Клер стало немного не по себе. Неужели эта женщина читает ее мысли? Может, она ясновидящая или, как теперь говорят, экстрасенс? Руби утверждала, что все ее предки были шаманами, но Клер уверяла себя, что она во всю эту чушь не верит.
– Будь осторожна.
– Я буду неподалеку. Руби прищелкнула языком.
– Но иногда здешние леса...
Она выпятила нижнюю губу и умолкла на полуслове, словно сожалея, что сказала слишком много.
– Что? Что такого в здешних лесах? – Клер с хрустом надкусила яблоко.
– В них водятся духи. Не только добрые, но и злые. Здесь когда-то была священная земля.
– Ничего со мной не случится, – решительно заявила Клер, не желая вступать в спор.

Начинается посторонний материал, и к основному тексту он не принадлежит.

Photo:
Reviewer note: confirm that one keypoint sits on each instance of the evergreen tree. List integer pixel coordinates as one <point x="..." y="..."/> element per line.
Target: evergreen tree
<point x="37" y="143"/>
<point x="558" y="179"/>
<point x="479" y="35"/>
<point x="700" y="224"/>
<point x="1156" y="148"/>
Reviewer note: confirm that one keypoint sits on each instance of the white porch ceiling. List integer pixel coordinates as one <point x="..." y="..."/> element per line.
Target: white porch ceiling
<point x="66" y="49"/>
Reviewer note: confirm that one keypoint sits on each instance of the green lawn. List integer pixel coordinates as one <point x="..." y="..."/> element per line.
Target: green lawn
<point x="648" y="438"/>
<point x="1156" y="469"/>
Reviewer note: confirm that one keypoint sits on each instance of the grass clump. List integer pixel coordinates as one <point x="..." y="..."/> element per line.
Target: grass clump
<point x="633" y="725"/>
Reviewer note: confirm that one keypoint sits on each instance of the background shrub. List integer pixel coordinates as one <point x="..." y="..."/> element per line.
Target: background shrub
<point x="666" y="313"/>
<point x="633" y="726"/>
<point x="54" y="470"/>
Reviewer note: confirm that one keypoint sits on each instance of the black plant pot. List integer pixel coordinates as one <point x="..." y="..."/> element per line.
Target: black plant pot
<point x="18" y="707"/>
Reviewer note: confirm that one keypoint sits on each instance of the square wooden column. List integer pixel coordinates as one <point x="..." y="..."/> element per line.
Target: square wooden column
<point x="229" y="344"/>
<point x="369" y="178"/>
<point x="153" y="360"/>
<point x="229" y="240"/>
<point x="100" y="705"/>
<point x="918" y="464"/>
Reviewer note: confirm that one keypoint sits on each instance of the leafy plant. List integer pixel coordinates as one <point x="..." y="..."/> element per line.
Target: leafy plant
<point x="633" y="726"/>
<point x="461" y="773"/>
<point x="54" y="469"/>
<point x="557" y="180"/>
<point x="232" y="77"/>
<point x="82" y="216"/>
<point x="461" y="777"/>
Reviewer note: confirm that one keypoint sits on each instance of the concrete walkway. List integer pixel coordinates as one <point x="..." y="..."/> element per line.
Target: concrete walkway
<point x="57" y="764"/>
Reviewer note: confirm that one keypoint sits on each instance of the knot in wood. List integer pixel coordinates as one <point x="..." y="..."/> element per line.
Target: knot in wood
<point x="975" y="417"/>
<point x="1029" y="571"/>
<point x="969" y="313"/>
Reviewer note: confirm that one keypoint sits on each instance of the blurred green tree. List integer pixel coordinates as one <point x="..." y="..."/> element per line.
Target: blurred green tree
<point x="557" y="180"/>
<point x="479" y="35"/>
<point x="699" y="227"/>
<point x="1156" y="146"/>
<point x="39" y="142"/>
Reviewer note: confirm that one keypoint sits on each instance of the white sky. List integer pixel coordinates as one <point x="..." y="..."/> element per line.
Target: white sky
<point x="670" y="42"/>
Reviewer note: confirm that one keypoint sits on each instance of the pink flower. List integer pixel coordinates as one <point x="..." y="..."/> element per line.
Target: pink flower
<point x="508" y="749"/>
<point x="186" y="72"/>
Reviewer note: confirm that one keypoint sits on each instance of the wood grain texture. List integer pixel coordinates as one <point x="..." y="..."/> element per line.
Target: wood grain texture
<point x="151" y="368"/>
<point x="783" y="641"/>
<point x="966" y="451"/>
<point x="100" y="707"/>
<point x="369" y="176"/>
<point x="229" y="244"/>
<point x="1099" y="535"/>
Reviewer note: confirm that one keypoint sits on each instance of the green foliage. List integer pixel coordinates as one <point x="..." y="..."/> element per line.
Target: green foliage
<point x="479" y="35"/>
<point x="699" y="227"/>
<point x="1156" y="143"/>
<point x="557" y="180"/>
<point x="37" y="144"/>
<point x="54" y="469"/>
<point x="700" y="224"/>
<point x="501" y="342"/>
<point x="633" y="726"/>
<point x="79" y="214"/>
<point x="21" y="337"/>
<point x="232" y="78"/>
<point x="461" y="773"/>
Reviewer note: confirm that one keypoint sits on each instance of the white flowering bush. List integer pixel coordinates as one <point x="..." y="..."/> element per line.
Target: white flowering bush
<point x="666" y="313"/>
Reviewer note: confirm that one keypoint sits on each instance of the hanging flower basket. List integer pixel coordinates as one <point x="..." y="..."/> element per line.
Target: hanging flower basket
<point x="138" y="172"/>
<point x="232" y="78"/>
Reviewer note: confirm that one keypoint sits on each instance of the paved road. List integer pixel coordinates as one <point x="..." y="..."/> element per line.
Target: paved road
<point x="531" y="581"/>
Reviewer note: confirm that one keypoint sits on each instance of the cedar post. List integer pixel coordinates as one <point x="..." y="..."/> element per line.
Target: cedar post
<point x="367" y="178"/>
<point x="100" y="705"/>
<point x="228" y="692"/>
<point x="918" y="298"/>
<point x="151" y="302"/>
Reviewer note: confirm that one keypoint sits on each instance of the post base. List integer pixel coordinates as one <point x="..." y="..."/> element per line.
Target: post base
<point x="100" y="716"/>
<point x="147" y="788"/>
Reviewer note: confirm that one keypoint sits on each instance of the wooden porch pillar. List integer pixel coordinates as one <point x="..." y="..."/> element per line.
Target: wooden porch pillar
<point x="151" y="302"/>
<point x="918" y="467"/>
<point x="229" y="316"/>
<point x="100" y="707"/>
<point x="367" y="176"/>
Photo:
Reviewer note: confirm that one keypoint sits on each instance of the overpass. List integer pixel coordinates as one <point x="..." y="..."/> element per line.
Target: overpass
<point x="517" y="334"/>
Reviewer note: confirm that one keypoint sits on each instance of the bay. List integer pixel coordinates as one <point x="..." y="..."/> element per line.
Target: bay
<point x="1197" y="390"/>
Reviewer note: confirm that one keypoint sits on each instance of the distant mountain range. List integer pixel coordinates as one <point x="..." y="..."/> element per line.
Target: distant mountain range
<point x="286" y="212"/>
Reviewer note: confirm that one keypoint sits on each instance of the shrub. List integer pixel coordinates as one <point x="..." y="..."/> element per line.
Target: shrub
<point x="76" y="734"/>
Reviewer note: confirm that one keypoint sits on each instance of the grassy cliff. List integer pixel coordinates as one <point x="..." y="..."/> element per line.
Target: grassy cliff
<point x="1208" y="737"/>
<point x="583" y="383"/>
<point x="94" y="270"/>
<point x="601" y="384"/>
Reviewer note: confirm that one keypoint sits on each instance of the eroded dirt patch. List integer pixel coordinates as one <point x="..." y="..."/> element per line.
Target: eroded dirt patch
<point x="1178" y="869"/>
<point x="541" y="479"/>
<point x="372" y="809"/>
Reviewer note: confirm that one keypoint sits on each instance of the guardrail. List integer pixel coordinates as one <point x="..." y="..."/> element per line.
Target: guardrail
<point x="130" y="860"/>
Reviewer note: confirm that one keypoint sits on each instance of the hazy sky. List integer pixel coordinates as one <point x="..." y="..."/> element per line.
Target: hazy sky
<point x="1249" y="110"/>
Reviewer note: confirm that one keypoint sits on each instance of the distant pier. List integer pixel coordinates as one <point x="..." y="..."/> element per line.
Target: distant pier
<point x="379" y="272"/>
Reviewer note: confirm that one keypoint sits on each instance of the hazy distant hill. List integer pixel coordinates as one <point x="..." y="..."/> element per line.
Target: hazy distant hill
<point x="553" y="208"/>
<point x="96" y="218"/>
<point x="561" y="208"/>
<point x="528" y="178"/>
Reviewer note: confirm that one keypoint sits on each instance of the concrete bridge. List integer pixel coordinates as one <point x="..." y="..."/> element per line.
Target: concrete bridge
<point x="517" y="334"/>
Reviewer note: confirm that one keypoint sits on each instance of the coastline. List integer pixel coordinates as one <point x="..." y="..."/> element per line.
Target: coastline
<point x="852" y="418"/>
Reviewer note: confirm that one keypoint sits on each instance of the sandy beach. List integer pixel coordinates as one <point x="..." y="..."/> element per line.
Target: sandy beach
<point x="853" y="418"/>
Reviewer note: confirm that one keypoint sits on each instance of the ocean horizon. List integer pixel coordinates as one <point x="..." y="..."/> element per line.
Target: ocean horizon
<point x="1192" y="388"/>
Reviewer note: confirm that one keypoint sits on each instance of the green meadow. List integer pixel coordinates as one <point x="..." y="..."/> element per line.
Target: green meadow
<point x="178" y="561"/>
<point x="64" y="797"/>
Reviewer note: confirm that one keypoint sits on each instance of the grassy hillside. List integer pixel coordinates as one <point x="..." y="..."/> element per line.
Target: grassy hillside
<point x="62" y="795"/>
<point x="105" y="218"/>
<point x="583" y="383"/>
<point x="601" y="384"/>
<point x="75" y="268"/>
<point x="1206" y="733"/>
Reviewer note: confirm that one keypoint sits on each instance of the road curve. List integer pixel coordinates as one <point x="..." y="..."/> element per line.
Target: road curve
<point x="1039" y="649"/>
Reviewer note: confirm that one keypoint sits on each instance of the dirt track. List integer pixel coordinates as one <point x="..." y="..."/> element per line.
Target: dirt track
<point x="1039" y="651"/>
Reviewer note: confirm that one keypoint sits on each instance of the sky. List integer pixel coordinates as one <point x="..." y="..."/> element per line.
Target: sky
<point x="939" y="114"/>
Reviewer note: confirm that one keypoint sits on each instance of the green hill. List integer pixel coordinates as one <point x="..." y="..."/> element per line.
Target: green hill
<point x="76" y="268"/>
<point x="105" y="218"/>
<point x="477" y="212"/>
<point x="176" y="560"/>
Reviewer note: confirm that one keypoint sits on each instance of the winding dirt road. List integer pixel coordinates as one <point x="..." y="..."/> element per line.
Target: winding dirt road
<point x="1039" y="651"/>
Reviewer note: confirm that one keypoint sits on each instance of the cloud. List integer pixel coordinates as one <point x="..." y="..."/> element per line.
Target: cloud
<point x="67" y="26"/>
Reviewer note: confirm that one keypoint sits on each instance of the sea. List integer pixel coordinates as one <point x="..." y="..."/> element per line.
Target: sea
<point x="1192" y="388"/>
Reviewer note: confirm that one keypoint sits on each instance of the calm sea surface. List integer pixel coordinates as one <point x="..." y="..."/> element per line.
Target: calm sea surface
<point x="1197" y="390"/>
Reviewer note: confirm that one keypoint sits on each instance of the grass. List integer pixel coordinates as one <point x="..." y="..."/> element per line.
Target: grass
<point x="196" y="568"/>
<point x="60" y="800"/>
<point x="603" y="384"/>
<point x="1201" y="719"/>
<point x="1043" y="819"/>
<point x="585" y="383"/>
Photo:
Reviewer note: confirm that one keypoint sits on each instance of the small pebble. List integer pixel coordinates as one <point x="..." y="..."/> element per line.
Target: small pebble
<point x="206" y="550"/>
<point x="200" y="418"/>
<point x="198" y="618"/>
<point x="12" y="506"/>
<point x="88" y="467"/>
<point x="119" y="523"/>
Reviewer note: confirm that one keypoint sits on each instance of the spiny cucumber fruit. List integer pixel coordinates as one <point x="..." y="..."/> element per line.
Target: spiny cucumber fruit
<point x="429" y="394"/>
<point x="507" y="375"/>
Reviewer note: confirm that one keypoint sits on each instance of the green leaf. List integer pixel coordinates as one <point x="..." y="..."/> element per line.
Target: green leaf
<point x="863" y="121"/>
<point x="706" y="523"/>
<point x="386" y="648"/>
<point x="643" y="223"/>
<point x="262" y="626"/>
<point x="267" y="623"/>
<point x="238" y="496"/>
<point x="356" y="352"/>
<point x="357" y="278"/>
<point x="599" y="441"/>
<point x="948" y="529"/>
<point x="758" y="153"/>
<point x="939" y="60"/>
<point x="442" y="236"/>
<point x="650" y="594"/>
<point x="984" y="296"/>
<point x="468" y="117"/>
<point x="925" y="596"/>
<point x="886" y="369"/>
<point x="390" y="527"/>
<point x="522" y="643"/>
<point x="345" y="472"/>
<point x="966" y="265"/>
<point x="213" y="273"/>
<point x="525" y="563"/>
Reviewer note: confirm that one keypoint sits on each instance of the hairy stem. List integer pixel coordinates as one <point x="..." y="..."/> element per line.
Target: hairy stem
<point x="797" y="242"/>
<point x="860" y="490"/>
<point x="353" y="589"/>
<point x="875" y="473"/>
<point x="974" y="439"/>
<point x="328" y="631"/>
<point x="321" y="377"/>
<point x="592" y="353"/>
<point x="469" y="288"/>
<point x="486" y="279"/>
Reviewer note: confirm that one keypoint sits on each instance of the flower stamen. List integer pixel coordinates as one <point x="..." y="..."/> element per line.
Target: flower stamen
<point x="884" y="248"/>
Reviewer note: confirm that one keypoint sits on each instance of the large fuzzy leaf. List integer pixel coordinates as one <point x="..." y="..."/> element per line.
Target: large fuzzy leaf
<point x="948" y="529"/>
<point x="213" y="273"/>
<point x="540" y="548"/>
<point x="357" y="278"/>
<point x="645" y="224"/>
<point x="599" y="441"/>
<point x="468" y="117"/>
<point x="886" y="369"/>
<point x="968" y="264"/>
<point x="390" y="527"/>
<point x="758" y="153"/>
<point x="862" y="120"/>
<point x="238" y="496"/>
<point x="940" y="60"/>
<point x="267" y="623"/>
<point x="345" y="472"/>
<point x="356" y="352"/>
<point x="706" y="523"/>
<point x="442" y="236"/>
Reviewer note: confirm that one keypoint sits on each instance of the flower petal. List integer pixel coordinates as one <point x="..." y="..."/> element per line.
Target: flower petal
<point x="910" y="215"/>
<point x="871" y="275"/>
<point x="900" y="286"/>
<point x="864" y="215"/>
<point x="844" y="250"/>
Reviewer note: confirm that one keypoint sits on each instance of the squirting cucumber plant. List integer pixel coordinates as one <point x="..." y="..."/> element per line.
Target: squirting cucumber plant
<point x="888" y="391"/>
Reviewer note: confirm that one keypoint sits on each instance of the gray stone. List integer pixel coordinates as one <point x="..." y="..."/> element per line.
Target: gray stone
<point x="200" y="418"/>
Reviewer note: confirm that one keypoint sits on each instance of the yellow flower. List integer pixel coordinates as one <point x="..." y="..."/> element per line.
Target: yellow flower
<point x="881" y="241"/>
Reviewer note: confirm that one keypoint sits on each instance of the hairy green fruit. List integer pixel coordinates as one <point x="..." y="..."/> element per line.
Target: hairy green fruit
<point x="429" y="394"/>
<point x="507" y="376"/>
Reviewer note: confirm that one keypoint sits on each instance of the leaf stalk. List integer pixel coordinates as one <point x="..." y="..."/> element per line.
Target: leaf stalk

Руби утверждала – и, наверное, ничуть не преувеличивала, – что местные индейские племена в прошлом сильно пострадали от рук белого человека. Клер не собиралась об этом спорить: она изучала историю. Но при этом Клер не считала лично себя ответственной или обязанной как-то исправлять зло, некогда причиненное индейцам ее бледнолицыми предками. К счастью, дети Руби – Кристи и Джек – не так остро ощущали вековую обиду, как их мать. Кристи, красивая и умная девушка, не рассматривала свой статус «коренной американки»[4] как почетный знак или как тяжкое бремя. А Джек был просто непослушным сорванцом, и цвет его кожи дела не менял.
– Просто будь осторожна, – упрямо повторила Руби, раскатывая тесто.
На крыльце Клер натянула свои любимые сапоги для верховой езды и, отшвырнув огрызок яблока, направилась по вымощенной каменными плитами дорожке к конюшне. Там она надела уздечку на Марти и, решив не возиться с седлом, просто вскочила на его широкую спину. Марти сразу азартно прижал уши, и они пустились вскачь через старую пихтовую рощу.
Лучи солнца пробивались сквозь кроны деревьев, устилая землю пятнистым узором. Конь и всадница следовали по старой оленьей тропе, змейкой вьющейся среди холмов-Иллахи. В неподвижном от жары воздухе пахло морской солью и водорослями, в небе не было ни облачка. Клер старалась выбросить из головы предупреждение Тессы насчет Харли, но так и не смогла. Слова сестры навязчиво повторялись у нее в голове, подтверждая ее собственные опасения.
Но с какой стати для нее должно что-то значить мнение Тессы? Клер с досады хлестнула вожжами по холке Марти, и мерин перешел в галоп. Стуча копытами, он несся через лес, легко преодолевая поваленные бревна, и только раз шарахнулся в сторону от взлетевшего из-под копыт глухаря.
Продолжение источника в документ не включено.